During the past fifteen years, minimally invasive general surgery has speedily expanded to incorporate laparoscopic and robotic techniques for cholecystectomy, colectomy, gastric weight loss, and different procedures. For instance, cholecystectomy, a procedure that earlier needed a 10-inch incision within the abdominal wall, nowadays routinely needs only multiple tiny incisions, all measuring one one inch.
In distinction, minimally invasive techniques for liver and pancreas surgery were adopted more slowly owing to the complexness of those procedures.
Laparoscopic Liver Surgery Technique initially, laparoscopic liver resections were performed for tiny malignant tumours or symptomatic benign tumours. As expertise grew and technology advanced, the utilization of laparoscopy expanded into all aspects of liver surgery.
One of the first issues was whether cancer outcomes, and local margins and local rates, would be identical with laparoscopic procedures as they're for open procedures.

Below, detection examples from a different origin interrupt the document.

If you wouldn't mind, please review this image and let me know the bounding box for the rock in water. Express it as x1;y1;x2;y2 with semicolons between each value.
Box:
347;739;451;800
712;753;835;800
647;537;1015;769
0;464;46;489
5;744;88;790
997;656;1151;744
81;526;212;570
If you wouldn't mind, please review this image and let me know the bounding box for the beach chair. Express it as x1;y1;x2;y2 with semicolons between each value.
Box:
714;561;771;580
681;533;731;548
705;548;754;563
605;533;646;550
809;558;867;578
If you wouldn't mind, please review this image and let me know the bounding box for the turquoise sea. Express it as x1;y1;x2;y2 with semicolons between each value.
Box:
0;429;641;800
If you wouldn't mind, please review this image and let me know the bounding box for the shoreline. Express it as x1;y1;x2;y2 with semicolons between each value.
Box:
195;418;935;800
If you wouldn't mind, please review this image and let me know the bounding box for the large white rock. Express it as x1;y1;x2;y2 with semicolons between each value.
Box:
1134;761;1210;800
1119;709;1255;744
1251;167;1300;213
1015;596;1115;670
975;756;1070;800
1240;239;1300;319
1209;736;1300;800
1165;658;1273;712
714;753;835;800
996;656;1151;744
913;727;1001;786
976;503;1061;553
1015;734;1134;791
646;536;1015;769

Studies have shown that laparoscopy is related to significantly reduced blood loss, frequency of transfusion, frequency of Pringle manoeuvre, postoperative morbidity, recovery time, length of hospital stay, and incidence of incisional hernia.
Robotic Liver Surgery Technique:
More recently, robotic liver surgery techniques utilising the da Vinci Surgical System is being used. Robotic instrumentation can offer the operating surgeon with more flexibility in some minimally invasive settings because of the wristed motion that mimics the movements of the human hand. This instrumentation functions together with a high-definition 3D camera
Liver resection With Ablation:
As the indications for surgical operation of liver metastases have broadened, use of multimodal therapies has become frequently common. Ablation is a method that uses heat from radiofrequency or microwave generators to destroy or ablate a tumour. Ablation plays a key role in hepatic parenchymal preservation as it allows treatment of tumours in areas that don't seem to be amenable to resection, and since it may be combined with resection of another area of the liver.
In addition, ablations allow for the likelihood of recurrent treatments for recurrences with reduced morbidity. For treatment of tiny hepatocellular carcinomas, proof from retrospective studies has been accumulating in support of ablation rather than resection.
Studies show that intraoperative ablation seems to be an extremely effective treatment for colorectal cancer liver metastases of size up to or smaller than 1 cm.
Laparoscopic ablations are related to a lower local repeat rate compared with percutaneous ablations. This method additionally permits for staging of the whole abdomen and the remainder of the liver via laparoscopic ultrasound. In addition, any bleeding caused by the procedure is controlled under direct vision and therefore the ablation zone is monitored in real time.
An FDA-cleared image- guidance device, Explorer, is the latest image-guidance system that permits for a 3D model to guide minimally invasive liver surgery, together with ablations. This image-guidance system is probably very valuable for patients who have steatosis (often related to an extended course of chemotherapy), because it may be tough to see small (<1 cm) tumours deep within the liver using solely ultrasound within the operating room.
This system creates a 3D model from preoperative CT scanned images and the 3D model is updated in real time to guide the surgical instruments throughout the resection or ablation.
The future for minimally invasive liver surgery is highly exciting. both laparoscopic and robotic procedures for general surgery have steep learning curves. For liver surgery, the curve is even more extreme.